We have three files in our checkpoints folder,
* .meta file - it has your graph structure saved.
* .index - it identifies the respective checkpoint file.
* .data - it stores the values of all the variables.

How to use it?
Tensorflow is so well built that, it does all the heavy lifting for us. We just have to write four simple lines to load and infer our model.

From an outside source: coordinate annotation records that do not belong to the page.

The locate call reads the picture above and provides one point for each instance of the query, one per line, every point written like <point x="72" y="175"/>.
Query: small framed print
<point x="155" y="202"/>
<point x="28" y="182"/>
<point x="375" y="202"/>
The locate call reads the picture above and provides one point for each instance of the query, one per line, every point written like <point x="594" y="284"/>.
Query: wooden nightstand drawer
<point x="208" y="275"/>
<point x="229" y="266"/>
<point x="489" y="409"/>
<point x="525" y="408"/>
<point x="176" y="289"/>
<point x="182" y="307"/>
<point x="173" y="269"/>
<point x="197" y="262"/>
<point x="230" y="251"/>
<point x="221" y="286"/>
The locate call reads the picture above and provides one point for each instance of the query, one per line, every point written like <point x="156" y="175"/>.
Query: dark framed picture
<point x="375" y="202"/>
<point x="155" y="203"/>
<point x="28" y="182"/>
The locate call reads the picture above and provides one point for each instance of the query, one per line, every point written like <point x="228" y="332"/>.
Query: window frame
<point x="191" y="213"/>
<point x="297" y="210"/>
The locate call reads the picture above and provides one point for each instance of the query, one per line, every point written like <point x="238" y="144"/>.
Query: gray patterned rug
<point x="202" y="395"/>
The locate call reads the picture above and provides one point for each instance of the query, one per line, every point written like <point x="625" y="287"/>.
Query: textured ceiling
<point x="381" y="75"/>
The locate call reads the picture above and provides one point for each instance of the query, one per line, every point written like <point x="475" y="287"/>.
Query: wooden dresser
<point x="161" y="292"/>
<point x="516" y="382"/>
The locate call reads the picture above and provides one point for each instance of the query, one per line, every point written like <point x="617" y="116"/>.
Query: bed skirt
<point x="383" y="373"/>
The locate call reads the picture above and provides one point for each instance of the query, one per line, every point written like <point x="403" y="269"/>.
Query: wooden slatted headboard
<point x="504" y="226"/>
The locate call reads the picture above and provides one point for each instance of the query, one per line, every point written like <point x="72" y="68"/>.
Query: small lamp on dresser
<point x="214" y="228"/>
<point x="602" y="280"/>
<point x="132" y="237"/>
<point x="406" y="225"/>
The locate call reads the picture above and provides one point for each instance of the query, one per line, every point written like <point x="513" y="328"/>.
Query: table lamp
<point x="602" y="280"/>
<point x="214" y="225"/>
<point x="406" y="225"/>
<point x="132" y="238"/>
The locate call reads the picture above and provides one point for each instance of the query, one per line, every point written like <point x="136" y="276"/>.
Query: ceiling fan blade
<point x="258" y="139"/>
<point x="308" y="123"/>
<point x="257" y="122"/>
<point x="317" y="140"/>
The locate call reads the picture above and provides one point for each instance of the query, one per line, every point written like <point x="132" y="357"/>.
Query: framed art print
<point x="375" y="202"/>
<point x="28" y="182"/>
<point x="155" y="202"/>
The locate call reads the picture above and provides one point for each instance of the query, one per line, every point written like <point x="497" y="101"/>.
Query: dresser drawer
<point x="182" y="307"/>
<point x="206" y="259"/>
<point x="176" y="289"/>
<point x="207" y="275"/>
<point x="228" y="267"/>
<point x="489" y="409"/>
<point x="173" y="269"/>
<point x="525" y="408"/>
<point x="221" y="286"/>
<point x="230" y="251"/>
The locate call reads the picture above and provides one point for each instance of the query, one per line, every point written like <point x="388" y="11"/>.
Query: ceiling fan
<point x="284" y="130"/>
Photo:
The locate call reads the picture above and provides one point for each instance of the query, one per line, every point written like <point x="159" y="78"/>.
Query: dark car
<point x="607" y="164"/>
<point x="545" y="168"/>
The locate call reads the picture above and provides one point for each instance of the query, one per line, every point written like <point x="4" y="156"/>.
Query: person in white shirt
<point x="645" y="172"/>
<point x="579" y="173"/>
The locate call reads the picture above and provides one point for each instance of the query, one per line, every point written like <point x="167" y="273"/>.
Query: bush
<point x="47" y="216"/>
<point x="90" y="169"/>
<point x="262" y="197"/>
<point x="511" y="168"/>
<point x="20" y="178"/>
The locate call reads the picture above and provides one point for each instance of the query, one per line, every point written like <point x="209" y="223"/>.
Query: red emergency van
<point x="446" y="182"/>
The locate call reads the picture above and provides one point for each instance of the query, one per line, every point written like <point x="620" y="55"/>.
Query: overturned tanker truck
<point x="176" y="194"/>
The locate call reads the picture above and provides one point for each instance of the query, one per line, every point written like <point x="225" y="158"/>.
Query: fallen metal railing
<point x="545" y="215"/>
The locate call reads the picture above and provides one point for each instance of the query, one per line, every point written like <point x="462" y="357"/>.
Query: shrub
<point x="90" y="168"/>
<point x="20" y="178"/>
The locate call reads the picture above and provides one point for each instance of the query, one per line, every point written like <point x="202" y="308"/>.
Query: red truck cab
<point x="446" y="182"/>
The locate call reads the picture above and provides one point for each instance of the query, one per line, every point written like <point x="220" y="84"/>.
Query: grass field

#Create a saver object to load the model
saver = tf.train.import_meta_graph
(os.path.join(model_folder,'.meta'))
#restore the model from our checkpoints folder
saver.restore(session,os.path.join('checkpoints','.\\'))
#Create graph object for getting the same network architecture
graph = tf.get_default_graph()
#Get the last layer of the network by it's name which includes all the previous layers too
network = graph.get_tensor_by_name("add_4:0")
Yeah, simple. Now that we got our network as well as the tuned values, we have to pass an image to it using the same placeholders(Image, labels).

im_ph= graph.get_tensor_by_name("Placeholder:0")
label_ph = graph.get_tensor_by_name("Placeholder_1:0")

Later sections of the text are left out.